See this wiki entry for description of how these codes translate into probabilities. So to trim tails with quality less than the letter 'L', for instance,

> rfq1 = trimEnds(rfq, "L")
> quality(rfq1)
class: SFastqQuality
quality:
A BStringSet instance of length 256
width seq
[1]    36 ]]]]]]]]]]]]Y]Y]]]]]]]]]]]]VCHVMPLAS
[2]    32 ]]]]]]]]]]]]Y]]]]]]]]]YPV]T][PZP
[3]    32 ]]]]Y]]]]]V]T]]]]]T]]]]]V]TMJEUX
[4]    35 ]]]]]]]]]]]]]]]]]]]]]]T]]]]RJRZTQLO
[5]    36 ]]]]]]]]]]]]]]]]]T]]]]]]]]]]MJUJVLSS
...   ... ...
[252]    35 ]]]]]]]]]]]Y]]]]]NY]]]]Y]VR]MJQNSAO
[253]    36 ]]]]]]]]]]]]]]]]]]]]]]]Y]]]VTVVRVMSM
[254]    34 ]]]]Y]Y]]]]]]]OYY]]]Y]]]YYVVTSZUOO
[255]    35 ]]]]]]]]]]]]]]]T]]]]]]]]]V]T[OVXEJS
[256]    35 ]]]]]]]]]]]Y]]T]T]]]]TRYVMEVVRSRHHN

The first record is not trimmed, because the last nucleotide has quality 'S' , which is higher than the threshold 'L'. The second record removes ICCK, all of which are less than L, etc.

The other trim* functions scan from left to right along the read, calculating a score for each nucleotide in the read. The read is trimmed at the first location where the score falls below a threshold. trimTailw() function calculates the score based on a sliding window, whereas trimTails() accumulates a score for all preceding nucleotides.
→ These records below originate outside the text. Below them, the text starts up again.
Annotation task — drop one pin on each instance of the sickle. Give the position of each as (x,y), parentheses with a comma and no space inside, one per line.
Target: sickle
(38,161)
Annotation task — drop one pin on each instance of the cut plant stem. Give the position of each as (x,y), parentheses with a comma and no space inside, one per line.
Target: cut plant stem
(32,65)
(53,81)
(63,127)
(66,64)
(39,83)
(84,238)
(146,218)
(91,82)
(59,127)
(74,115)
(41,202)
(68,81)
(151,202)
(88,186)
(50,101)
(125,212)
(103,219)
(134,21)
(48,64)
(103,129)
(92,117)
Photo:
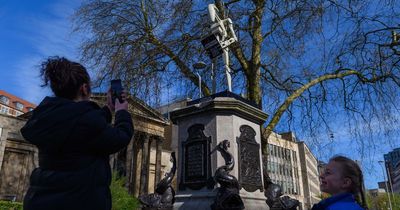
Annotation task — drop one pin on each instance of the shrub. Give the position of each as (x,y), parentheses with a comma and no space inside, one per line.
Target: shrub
(121,200)
(8,205)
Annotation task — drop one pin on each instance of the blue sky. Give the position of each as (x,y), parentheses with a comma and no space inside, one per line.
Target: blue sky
(33,30)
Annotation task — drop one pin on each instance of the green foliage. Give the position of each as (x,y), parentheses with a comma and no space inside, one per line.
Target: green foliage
(381,201)
(121,200)
(8,205)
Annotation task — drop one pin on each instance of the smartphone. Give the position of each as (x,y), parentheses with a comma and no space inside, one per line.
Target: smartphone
(116,90)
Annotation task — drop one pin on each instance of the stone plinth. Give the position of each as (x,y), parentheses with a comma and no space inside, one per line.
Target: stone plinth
(201,126)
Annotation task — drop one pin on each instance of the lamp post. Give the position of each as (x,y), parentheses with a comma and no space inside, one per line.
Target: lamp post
(384,179)
(198,66)
(202,65)
(390,180)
These functions act on objects; if you'd like to go from an untrimmed fastq file to a trimmed fastq file you'd follow the instructions section 3.2 of the vignette.

Hi, I would like to know if I can use this package to trim reads that have a primer sequence that  will be in all my reads due to the methodology followed for the generation of the sequencing library. Its a 4c-seq experiment and the primer sequence won´t allow me to align my reads to the reference genome. Greetings!!

If the primers are always at the same position, e.g., the first 10 nucleotides, use, e.g., narrow(srq, start = 11)`. Likely you would iterate through files, reading a chunk, trimming, writing the chunk, and repeating, as demonstrated in section 3.2 of the vignette.